I could not find any documentation of spi-anim, but assuming that its vd16 is the same as the spi-vfx vd16, I see
here that it says "The dynamic range of the vd is limited to around 2.5 stops above diffuse
white... The last part of the transformation is a matrix transformation
that
moves the whitepoint of film to look correct when displayed with a d65
whitepoint."
I'm not sure I understand what that means exactly, but I think it may be something similar to the description for the srgb8 view transform where it says that the last step of the transform is that "the grey balance and white scaling compensation are applied." which I understand to mean that it is remapping the values to fit into the 0-1 sRGB display rather than clipping values over white like a traditional sRGB 2.2 transform would do.

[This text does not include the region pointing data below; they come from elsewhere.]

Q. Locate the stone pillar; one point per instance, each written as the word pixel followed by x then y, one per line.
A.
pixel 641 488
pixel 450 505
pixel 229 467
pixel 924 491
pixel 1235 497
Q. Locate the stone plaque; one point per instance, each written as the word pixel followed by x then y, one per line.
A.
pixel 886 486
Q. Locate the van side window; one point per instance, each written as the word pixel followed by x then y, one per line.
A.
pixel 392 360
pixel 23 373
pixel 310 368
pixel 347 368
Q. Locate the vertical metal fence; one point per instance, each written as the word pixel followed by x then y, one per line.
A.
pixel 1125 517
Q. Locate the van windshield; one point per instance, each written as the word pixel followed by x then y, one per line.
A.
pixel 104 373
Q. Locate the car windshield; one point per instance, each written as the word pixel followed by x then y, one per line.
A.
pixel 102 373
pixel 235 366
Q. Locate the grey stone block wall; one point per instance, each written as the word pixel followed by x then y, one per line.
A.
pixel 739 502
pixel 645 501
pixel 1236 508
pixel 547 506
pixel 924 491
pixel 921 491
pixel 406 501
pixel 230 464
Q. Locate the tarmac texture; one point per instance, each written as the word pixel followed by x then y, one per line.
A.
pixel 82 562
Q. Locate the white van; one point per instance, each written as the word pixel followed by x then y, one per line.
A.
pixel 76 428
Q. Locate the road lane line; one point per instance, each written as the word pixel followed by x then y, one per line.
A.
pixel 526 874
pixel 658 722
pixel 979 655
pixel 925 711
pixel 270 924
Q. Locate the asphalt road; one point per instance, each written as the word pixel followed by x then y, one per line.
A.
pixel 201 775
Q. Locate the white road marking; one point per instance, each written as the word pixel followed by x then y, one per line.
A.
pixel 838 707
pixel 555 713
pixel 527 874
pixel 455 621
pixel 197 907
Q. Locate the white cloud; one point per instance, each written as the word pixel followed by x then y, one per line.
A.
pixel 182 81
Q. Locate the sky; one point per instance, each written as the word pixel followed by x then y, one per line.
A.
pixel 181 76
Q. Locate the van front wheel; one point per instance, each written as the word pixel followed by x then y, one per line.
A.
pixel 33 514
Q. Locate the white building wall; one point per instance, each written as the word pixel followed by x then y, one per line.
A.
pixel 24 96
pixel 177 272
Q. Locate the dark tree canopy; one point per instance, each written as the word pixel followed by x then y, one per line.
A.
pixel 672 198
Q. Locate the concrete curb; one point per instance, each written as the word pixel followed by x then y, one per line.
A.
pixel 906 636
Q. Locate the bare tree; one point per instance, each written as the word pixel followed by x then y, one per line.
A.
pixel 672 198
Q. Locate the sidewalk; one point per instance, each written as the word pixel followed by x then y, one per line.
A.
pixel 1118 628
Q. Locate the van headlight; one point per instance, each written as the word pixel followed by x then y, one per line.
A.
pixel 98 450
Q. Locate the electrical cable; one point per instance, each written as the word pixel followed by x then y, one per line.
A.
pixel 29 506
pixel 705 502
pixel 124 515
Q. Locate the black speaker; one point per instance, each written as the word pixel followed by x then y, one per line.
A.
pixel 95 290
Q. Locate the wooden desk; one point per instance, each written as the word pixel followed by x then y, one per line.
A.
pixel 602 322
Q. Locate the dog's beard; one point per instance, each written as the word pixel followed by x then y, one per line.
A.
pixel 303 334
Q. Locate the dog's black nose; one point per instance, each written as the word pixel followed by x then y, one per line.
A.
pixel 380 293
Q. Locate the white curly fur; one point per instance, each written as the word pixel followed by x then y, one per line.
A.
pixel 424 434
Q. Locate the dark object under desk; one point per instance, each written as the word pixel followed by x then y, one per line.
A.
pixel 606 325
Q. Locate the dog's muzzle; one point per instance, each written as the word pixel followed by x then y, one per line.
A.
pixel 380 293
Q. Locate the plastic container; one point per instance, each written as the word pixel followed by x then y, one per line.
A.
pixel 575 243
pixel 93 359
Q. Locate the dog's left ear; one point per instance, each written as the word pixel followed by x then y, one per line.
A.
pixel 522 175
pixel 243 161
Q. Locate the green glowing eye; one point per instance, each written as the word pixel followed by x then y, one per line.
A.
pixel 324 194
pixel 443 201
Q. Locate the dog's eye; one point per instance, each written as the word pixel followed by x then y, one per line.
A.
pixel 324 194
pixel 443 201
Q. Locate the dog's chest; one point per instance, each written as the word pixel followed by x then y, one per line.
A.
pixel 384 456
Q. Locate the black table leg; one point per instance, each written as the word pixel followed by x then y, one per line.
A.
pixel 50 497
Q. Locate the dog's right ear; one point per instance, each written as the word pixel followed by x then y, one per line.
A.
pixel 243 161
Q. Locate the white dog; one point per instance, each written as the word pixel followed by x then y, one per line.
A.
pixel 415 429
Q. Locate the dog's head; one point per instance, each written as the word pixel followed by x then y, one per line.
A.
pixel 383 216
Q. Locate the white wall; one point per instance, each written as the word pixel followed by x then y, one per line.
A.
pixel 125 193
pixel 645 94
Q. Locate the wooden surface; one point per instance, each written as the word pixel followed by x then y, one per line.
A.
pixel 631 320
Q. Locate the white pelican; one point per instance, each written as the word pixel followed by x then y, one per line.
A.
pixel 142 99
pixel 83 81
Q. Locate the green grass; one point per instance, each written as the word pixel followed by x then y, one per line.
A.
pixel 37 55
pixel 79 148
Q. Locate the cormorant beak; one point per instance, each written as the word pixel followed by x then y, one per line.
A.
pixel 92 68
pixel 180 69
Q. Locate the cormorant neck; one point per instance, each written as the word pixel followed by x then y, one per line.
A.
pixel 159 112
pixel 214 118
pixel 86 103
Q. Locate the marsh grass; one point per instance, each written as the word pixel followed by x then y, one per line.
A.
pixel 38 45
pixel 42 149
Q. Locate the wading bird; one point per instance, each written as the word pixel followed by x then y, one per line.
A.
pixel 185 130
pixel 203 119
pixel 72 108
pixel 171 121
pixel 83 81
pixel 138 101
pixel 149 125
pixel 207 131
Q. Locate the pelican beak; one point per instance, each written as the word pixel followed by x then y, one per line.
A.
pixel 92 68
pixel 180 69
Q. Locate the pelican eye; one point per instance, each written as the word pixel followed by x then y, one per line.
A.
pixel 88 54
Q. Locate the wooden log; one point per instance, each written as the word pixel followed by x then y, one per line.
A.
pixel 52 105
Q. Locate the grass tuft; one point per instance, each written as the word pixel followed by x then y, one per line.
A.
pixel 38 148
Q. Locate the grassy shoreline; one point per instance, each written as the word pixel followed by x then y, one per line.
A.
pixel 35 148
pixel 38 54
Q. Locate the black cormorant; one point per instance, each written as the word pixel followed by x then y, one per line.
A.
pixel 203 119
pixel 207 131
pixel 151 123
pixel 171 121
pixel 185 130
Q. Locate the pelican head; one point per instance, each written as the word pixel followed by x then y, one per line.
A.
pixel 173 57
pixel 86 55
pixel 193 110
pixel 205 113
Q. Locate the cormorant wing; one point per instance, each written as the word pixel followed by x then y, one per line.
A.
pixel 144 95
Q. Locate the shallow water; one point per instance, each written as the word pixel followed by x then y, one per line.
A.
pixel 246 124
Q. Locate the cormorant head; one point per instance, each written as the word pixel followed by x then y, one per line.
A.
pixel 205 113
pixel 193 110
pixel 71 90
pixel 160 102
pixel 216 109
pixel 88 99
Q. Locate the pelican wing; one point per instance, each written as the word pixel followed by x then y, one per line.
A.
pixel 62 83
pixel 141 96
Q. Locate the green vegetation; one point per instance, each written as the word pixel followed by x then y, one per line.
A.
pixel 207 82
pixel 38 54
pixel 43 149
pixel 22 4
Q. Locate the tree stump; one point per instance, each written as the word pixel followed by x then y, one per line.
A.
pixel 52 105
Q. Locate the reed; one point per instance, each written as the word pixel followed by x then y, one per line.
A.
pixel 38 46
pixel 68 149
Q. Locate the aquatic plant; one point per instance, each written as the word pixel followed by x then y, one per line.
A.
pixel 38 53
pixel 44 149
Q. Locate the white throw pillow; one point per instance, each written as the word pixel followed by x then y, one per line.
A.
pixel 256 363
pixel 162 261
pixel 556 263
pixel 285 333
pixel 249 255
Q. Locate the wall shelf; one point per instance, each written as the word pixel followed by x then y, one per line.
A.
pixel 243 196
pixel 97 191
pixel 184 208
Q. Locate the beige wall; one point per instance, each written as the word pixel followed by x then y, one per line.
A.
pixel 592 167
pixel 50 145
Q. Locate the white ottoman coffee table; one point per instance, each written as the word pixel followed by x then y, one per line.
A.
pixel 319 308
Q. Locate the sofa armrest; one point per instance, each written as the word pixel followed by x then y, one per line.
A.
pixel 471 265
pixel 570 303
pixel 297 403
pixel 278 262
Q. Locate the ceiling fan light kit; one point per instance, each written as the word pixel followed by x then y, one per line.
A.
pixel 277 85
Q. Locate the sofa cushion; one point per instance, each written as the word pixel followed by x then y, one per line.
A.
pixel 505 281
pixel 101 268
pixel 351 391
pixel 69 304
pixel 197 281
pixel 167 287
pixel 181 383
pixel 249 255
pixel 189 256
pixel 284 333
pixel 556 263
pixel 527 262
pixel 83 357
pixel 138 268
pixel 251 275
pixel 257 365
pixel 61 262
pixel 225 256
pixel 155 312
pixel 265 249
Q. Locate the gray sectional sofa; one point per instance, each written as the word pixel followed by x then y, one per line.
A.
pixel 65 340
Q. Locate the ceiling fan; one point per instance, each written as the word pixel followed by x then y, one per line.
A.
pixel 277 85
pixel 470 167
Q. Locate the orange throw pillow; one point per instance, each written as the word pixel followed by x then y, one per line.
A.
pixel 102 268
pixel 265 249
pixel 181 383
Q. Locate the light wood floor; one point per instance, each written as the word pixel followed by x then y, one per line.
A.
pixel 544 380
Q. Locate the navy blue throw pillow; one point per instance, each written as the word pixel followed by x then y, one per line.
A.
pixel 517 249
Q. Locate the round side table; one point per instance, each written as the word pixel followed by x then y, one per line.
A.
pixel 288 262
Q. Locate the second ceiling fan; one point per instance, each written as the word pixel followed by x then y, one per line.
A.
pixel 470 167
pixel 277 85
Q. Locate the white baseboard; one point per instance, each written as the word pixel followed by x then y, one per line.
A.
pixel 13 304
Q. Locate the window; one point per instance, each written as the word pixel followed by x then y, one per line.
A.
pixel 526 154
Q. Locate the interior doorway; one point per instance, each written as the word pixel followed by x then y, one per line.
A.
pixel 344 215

One difference I did notice is that while it says that for the srgb8 "the lut is scaled so that at least one of the color channels on maximum white uses the display max" in contrast for vd16 it says "It is undesirable to map the vd max to the linear max. Such a conversion
results in linear values are almost never what an artist intended. The
rule of thumb is that, at the high end, single value deltas in an 8 bit
image should never create over a half stop of additional linear light.
The vd conversion curve is limited to prevent this case."
So does that mean that the vd16 would scale things always below white? I can see how it could be desirable for textures to sit above 0 and below 1, but not for the display transform of a render. Am I just misunderstanding standing what this means perhaps? In a test I did, it did look like the whites were being displayed below 1 for spi-anim, so I'm trying to figure out what may be going on. I'll post an image of this once I'm back at work.